The solution to the problem of finding the container that can hold the most water is implemented in JavaScript. Essentially, it uses a two-pointer approach to determine the maximum area between height lines on a graph.

• Start by initializing two pointers, one at the beginning (start) and one at the end (end) of the height array.
• Initialize a variable largestArea to keep track of the maximum area found.
• Use a while loop to iterate as long as start is less than end. Calculate the width as the difference between end and start.
• Update largestArea with the maximum of its current value or the area calculated using the shorter line (Math.min(heights[start], heights[end])) multiplied by the width.
• Depending on which side is shorter, move the corresponding pointer inward (start++ if the left side is shorter, otherwise end--).
• Return largestArea once the loop exits. This value represents the maximum water that can be trapped between the lines.

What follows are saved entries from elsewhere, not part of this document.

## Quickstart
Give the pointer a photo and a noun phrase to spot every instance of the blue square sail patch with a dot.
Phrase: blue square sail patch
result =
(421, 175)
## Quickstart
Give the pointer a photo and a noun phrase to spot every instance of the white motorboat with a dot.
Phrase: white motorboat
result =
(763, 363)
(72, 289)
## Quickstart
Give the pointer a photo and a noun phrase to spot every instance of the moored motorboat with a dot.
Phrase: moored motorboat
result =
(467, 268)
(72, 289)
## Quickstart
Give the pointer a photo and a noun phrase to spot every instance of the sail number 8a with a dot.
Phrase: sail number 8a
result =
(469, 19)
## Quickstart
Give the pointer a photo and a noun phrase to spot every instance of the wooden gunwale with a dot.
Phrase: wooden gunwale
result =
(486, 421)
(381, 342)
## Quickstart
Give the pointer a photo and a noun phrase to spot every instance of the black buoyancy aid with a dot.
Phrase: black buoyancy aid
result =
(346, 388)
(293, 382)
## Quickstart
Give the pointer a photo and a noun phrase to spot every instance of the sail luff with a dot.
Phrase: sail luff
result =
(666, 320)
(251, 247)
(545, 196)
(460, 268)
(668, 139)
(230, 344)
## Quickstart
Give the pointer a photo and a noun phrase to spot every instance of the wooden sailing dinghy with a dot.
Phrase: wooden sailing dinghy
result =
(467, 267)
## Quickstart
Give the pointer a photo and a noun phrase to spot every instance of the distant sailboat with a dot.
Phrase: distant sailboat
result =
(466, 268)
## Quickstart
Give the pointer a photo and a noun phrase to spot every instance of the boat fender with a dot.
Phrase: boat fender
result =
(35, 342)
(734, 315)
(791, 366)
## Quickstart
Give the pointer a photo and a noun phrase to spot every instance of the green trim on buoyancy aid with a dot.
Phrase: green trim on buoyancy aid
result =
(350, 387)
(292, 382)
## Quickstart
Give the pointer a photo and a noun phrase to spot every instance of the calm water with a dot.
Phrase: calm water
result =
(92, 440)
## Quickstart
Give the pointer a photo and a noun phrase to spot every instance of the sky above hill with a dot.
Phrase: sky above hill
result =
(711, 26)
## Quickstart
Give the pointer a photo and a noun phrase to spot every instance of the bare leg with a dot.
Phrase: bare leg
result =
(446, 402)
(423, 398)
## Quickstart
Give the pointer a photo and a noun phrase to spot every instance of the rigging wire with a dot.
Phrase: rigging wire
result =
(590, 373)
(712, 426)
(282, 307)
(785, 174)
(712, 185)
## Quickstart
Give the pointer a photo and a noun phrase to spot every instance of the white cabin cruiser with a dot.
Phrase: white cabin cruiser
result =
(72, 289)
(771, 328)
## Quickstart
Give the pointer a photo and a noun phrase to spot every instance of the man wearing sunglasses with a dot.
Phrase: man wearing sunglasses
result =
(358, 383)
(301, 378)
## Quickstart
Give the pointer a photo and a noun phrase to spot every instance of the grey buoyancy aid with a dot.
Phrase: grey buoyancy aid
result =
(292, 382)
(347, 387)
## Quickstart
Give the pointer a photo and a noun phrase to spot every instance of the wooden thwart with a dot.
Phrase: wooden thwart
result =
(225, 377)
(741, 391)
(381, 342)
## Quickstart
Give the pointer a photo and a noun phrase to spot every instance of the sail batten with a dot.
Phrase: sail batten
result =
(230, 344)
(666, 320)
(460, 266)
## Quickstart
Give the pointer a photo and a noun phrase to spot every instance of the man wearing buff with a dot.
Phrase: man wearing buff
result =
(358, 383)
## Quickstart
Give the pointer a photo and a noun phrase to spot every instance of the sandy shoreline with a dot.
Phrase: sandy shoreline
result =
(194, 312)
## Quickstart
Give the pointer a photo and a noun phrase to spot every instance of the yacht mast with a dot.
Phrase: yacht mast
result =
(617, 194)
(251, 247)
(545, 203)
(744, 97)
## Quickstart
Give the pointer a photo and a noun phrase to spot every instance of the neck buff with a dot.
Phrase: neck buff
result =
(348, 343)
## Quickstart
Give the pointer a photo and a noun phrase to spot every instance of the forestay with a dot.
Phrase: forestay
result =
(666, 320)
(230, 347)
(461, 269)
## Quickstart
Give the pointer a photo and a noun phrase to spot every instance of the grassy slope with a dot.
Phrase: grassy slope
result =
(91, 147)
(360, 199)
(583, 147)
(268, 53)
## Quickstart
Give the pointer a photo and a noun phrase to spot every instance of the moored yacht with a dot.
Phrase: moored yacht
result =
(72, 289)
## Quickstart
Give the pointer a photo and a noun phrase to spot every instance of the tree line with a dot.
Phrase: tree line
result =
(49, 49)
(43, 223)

The implementation efficiently calculates the container with the most water using linear time complexity, i.e., (O(n)), thanks to the two-pointer technique that narrows down the possible solutions without the need for nested iterations.

class Solution:
    def calculateMaxWater(self, bars: List[int]) -> int:
        max_water = 0
        start = 0
        end = len(bars) - 1

        while start < end:
            distance = end - start
            max_water = max(max_water, min(bars[start], bars[end]) * distance)
            if bars[start] <= bars[end]:
                start += 1
            else:
                end -= 1

        return max_water

The provided solution is a Python implementation to solve the problem of finding the maximum amount of water that can be contained between two bars of different or equal heights. The solution employs the two-pointer technique effectively. Here's a breakdown of how the solution works:

• Initialize max_water to track the maximum amount of water contained, and two pointers, start and end, pointing at the beginning and the end of the bars list respectively.
• Use a while loop to continue the procedure as long as start is less than end.
• For each iteration, compute the distance between the start and end pointers. Calculate tentative water containment by computing the area formed between the bars at the start and end pointers, which is given by the minimum height of the two bars multiplied by the distance between them. Update max_water if this area is greater than the current max_water.
• To move the pointers efficiently, compare the heights at start and end. Increment the start pointer if the bar at start is less than or equal to the bar at end, otherwise decrement the end pointer. This ensures that the potential for maximizing the water containment is checked by narrowing down to the higher bars.
• Finally, return the value of max_water which will be the maximum water that can be contained between any two bars.

This solution is efficient with a time complexity of O(n) where n is the number of bars, due to the single Pass through the list using the two-pointer approach.